Healthcare supplier chooses Jungheinrich order pickers that use an RFID guidance system.
Healthcare supplier Bunzl has replaced the VNA order pickers at its Leicester distribution centre with three Jungheinrich EKX 513 Kombis.
Bunzl supplies a comprehensive range of disposable healthcare consumables – products such as gloves, aprons, bandages, facemasks, gowns, etc – to the healthcare sector, including hospitals, retirement and nursing homes and doctors’ surgeries and clinics.
The Leicester site supplies hospitals and other healthcare centres from Oxford to Sheffield and the previous fleet of order pickers in operation at the store had grown tired and were no longer able to keep pace with the high throughput levels at the facility.
“We clearly needed to invest in new materials handling equipment and processes,” says Bunzl’s operations director, Mike Parsonage.

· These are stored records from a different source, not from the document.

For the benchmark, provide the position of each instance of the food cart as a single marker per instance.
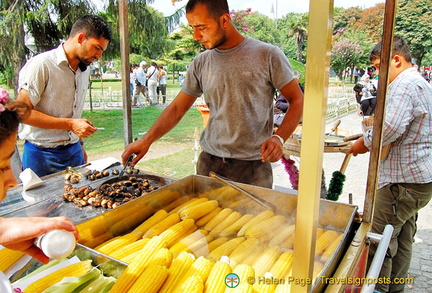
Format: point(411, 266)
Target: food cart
point(305, 210)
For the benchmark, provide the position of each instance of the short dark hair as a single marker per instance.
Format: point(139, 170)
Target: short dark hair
point(93, 26)
point(400, 47)
point(216, 8)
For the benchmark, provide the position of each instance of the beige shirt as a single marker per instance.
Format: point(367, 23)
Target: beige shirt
point(54, 89)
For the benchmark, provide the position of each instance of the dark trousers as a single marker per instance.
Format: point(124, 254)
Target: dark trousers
point(248, 172)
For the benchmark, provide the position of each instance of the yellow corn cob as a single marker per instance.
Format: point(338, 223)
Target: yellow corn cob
point(262, 229)
point(162, 257)
point(282, 266)
point(225, 248)
point(232, 218)
point(324, 241)
point(331, 248)
point(283, 235)
point(257, 219)
point(236, 226)
point(190, 202)
point(150, 222)
point(193, 284)
point(244, 272)
point(176, 203)
point(9, 257)
point(162, 225)
point(138, 265)
point(150, 280)
point(160, 199)
point(118, 243)
point(197, 211)
point(243, 250)
point(178, 231)
point(223, 214)
point(75, 270)
point(204, 220)
point(179, 267)
point(200, 268)
point(267, 259)
point(130, 248)
point(216, 280)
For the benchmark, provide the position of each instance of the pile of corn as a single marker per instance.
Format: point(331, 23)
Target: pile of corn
point(192, 244)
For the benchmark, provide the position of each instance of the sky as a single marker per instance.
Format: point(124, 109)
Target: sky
point(281, 7)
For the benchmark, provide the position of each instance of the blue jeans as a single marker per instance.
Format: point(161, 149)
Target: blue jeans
point(44, 161)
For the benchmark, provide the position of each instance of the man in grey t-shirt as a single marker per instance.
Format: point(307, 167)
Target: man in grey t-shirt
point(238, 77)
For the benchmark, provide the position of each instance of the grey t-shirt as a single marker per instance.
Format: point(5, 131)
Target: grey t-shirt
point(238, 86)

The new trucks are equipped with RFID technology that will enable the warehouse management system to guide them to the right location in the aisles automatically.
The RFID navigation unit has been designed to enable the operator to receive picking instructions from the warehouse management system. Once the instructions have been transmitted, the operator simply accepts the command via a terminal and the warehouse management system automatically guides the truck to the location in which the goods are stored. The truck travels via the shortest route and at the optimal speed to ensure that energy consumption is minimised.
The idea is that the operator needs only to engage the safety controls on the truck and can then relax while the truck is directed to the right spot within the aisle. The truck commences its semi-automatic approach to the storage location and as soon as the correct location has been reached, a light on the side of the truck signals to the driver whether he has to pick the order from the left or right. The result is an improvement in picking accuracy as the operator cannot go to the wrong location.
VNA order pickers have, traditionally, been guided by magnets buried in the warehouse floor to initiate control of the trucks. However, such systems do not offer the flexibility, safety and operational efficiency benefits that RFID transponders bring. The RFID transponders are no bigger than a thumbnail and have been inserted into the floor within the aisles.
The RFID system offers a number of safety benefits. The transponders can sense if the truck is approaching the end of an aisle or a transfer aisle within the racking and will slow the truck’s speed accordingly. The truck’s travel speed will also be optimised to suit the standard of the floor over which it is travelling. If part of the warehouse floor is uneven, the truck’s speed will be reduced automatically.
In addition, if, when travelling with the operator platform raised, the truck is approaching a height obstacle likely to endanger the operator the truck is brought to a controlled stop. And if the operator attempts to raise the platform to a height likely to bring him into collision with, say, the roof of the facility or some other object, the lift function cuts out.
To minimise disruption for Bunzl, the new trucks were delivered and installed over a weekend and the RFID system is expected to go live later this year once the company’s warehouse management system has been upgraded.
“We are already benefiting from increased throughputs, lower running costs and higher productivity,” says Parsonage. “Furthermore, all the operators have commented on the better working environment in the cab and the smooth ergonomic controls.”
Bunzl has been so impressed with the performance of the new RFID equipped Kombis that is has introduced the trucks at its other stores at Manchester, Enfield, Bristol and Ireland.